|
 
In 1988 zette hij dan als 22-jarige toch de stap naar de profs in de ADR-ploeg van José De Cauwere. In samenspraak met zijn vader besloot Museeuw om twee jaar alles op het wielrennen te zetten. Werd het niets dan kon Johan nog altijd terecht als mecanicien in de garage van zijn vader waar hij vroeger reeds deeltijds een handje toestak. Zijn eerste profcontract bedroeg 650 000 fr bruto per jaar. Bij ADR werden o.a. Fons De Wolf, Frank Hoste en Eddy Planckaert zijn ploegmaats. In zijn eerste profjaar reed Museeuw onmiddellijk de Ronde van Frankrijk, iets wat hij zelf onontbeerlijk vond voor zijn ontwikkeling als renner. Met zijn snelle benen fungeerde hij er als gangmaker voor Eddy Planckaert die het moest afmaken in de spurt. Mede door Museeuw's werk won Planckaert dat jaar de groene trui.
Het tweede jaar bij ADR (1989) werd ex-Tourwinnaar Greg LeMond aangetrokken. Dat leverde de ploeg de overwinning op in de Ronde van Frankrijk. Aan die overwinning had Museeuw een belangrijke bijdrage geleverd. In een van de ritten werd LeMond in het defensief gedrongen door een ontsnapping van enkele naaste concurrenten voor de eindzege. Op dat moment was Museeuw zijn enige ploegmaat. Mede door het werk van Johan werd het tijdsverschil beperkt en de gele trui veilig gesteld. De Amerikaan won de Tour met 8” voorsprong op Laurent Fignon. Door Johan's inzet in die Tour beloofde LeMond aan Museeuw de deelname in 20 na-Tour criteriums die zeer lucratief zijn. Maar als puntje bij paaltje kwam, werd die belofte van tafel geveegd en was er van enige criteriums geen sprake. Iets wat Johan getroffen heeft en wat mogelijk ook een bewustwording bij zichzelf heeft teweeggebracht. Ploegmaten moeten ook beloond worden voor het werk dat zij voor de kopman leveren waarbij zij hun eigen kansen opofferen. Deze gedachte heeft Museeuw tijdens zijn carrière steeds in zijn achterhoofd gehouden. Hij respecteert al het werk van zijn ploegmaten en zal als daar de mogelijkheid is alles doen om ook hen aan een overwinning te helpen. Dat heeft hij al meermaals getoond. Ook hij kan zich neerleggen bij de ploegtactiek als een ploegmaat in een gunstigere winstpositie zit.
Na twee jaar ADR en vijf overwinningen stapte Museeuw over naar de Lotto-ploeg.
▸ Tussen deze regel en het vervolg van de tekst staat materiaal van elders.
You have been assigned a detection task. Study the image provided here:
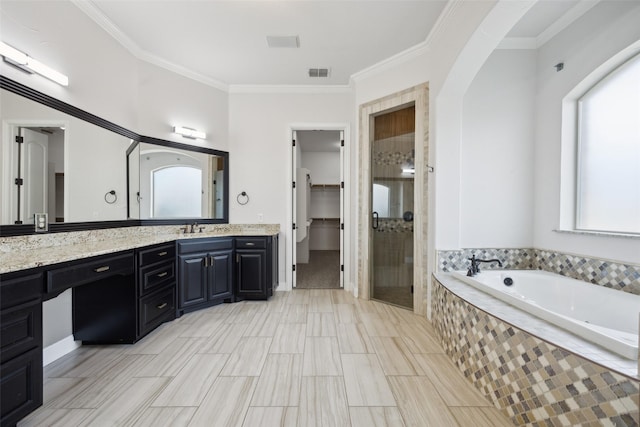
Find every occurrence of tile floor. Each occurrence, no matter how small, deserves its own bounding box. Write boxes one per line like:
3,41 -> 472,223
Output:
18,289 -> 512,427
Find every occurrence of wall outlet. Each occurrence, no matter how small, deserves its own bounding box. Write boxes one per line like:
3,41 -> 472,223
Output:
33,213 -> 49,233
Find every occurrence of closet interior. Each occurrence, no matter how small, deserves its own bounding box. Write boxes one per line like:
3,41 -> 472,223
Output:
296,130 -> 341,288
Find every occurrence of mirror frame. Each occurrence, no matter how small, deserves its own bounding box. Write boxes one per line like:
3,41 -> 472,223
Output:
0,75 -> 229,237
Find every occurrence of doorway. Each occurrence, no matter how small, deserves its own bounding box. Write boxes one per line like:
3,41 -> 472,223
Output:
292,130 -> 344,289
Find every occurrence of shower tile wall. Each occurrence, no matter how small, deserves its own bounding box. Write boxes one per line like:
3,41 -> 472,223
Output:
433,280 -> 640,426
437,248 -> 640,295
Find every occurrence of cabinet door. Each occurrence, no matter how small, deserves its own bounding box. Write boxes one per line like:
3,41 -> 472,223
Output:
237,249 -> 267,299
0,347 -> 42,426
208,250 -> 233,300
178,253 -> 207,308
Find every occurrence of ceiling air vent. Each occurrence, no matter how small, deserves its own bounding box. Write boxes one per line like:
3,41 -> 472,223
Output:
309,68 -> 329,77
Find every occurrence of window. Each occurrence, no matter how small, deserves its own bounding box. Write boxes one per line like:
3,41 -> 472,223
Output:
576,55 -> 640,234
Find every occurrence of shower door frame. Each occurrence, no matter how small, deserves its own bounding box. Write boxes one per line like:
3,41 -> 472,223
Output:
357,83 -> 429,315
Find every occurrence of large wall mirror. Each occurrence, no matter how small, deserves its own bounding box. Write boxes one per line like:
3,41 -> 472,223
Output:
127,142 -> 228,220
0,76 -> 229,236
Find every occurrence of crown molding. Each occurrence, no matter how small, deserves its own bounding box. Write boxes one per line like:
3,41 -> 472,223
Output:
496,0 -> 601,50
536,0 -> 601,47
350,0 -> 464,83
71,0 -> 228,91
228,85 -> 353,94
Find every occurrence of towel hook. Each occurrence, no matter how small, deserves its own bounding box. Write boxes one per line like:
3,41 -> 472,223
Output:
236,191 -> 249,205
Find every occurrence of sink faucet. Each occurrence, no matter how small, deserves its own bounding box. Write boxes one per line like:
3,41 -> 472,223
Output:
467,255 -> 502,276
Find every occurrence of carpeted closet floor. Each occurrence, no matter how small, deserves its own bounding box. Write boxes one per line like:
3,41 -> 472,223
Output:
296,251 -> 340,289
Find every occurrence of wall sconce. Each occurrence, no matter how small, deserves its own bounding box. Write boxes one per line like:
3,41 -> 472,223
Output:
173,126 -> 207,139
0,42 -> 69,86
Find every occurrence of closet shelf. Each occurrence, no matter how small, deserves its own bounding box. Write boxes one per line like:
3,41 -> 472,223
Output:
311,184 -> 340,190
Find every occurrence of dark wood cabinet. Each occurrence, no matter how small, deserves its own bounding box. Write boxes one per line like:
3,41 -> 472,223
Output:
236,236 -> 278,299
0,235 -> 278,427
68,251 -> 138,344
136,242 -> 176,339
208,250 -> 233,300
0,271 -> 44,426
178,238 -> 233,312
53,243 -> 176,344
177,235 -> 278,313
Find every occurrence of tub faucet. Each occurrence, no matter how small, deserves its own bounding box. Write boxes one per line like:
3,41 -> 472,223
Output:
467,255 -> 502,277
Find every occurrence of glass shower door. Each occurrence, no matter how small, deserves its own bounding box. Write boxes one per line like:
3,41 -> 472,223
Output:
370,106 -> 415,309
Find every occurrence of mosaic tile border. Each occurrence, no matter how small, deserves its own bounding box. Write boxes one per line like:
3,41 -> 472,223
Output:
536,249 -> 640,295
437,248 -> 640,295
432,280 -> 640,426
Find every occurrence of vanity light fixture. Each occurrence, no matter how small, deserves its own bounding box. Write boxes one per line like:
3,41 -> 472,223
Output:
173,126 -> 207,139
0,42 -> 69,86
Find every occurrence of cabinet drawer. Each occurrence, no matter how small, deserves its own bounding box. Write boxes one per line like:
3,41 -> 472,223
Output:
0,347 -> 42,426
138,243 -> 176,266
236,237 -> 267,249
140,286 -> 176,335
0,299 -> 42,362
140,259 -> 176,295
178,237 -> 233,254
0,272 -> 44,309
47,252 -> 133,293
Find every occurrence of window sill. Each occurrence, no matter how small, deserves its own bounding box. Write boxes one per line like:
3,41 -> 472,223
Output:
553,230 -> 640,240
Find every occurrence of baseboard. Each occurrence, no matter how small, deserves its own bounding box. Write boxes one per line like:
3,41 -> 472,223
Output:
42,335 -> 82,366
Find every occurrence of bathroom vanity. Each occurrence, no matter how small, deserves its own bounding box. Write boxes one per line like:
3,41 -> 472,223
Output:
0,225 -> 278,426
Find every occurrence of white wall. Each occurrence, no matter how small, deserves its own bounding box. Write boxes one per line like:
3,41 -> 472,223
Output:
460,50 -> 536,248
137,61 -> 229,151
0,1 -> 138,130
302,151 -> 340,185
0,1 -> 233,352
533,2 -> 640,263
229,91 -> 354,285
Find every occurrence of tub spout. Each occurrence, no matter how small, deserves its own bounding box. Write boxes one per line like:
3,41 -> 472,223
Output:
467,255 -> 502,276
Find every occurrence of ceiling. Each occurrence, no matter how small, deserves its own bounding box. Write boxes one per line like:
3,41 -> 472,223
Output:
74,0 -> 593,88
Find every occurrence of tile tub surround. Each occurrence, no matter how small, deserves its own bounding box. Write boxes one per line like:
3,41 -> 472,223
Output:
437,248 -> 640,295
432,274 -> 640,426
0,224 -> 280,273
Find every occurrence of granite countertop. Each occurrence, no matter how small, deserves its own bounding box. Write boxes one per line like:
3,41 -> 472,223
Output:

Het is daar dat hij zich door zijn sterke spurt meer en meer manifesteert als afwerker en winnaar. Hij toont zich in de voorjaarsklassiekers en kan in de Tour van 1990 twee ritten winnen: de etappes naar Mont Saint Michel en de Champs Elysées, het summum voor de spurters. Naderhand wordt steeds maar duidelijker dat Museeuw meer is dan een spurtbom, getuige daarvan de overwinning in het Kampioenschap van Zürich 1991, zijn eerste wereldbekerwedstrijd. Overwinningen (E3-prijs Harelbeke) en talrijke ereplaatsen in Vlaamse semi-klassiekers toonden dat hij over een ideale motor beschikt voor de grote eendagswedstrijden of de voorjaarsklassiekers. In zijn derde jaar bij Lotto wordt hij voor het eerst Belgisch Kampioen. Hij is ontegensprekelijk de kopman bij Lotto. Het team was er op afgesteld om Museeuw in optimale omstandigheden naar de spurt te loodsen waarin Johan het dan moest afmaken. Dat jaar eindigt in mineur. Tijdens een training op het parcours van het WK in Benidorm in oktober komt Museeuw op nat, nieuw asfalt ten val. Op het eerste zicht een banale val. Toch blijkt het al snel veel erger. Op zijn dijbeen vormt zich een uitstulping en hij kan zijn tenen niet bewegen. Een niet zo geruststellende vaststelling. Museeuw wordt overgevlogen naar Antwerpen waar een breuk van de ferumhals (plaats waar dijbeen vastgehecht is aan bekken) wordt vastgesteld. Op de koop toe gaat ook zijn ploeg Lotto dwars liggen. Zij beschouwen dit als een arbeidsongeval en schroeven zijn loon terug naar een minimumloon. Meer zelfs, na enige tijd is er van een loon zelfs geen sprake meer. Een voorval waar Johan heel ontstemd over was. Hij was het die Lotto zovele successen had bezorgd en het laatste wat hij verwachtte was op die manier behandeld te worden. Na 31 overwinningen in drie jaar was het dus tijd om nieuwe lucht op te snuiven.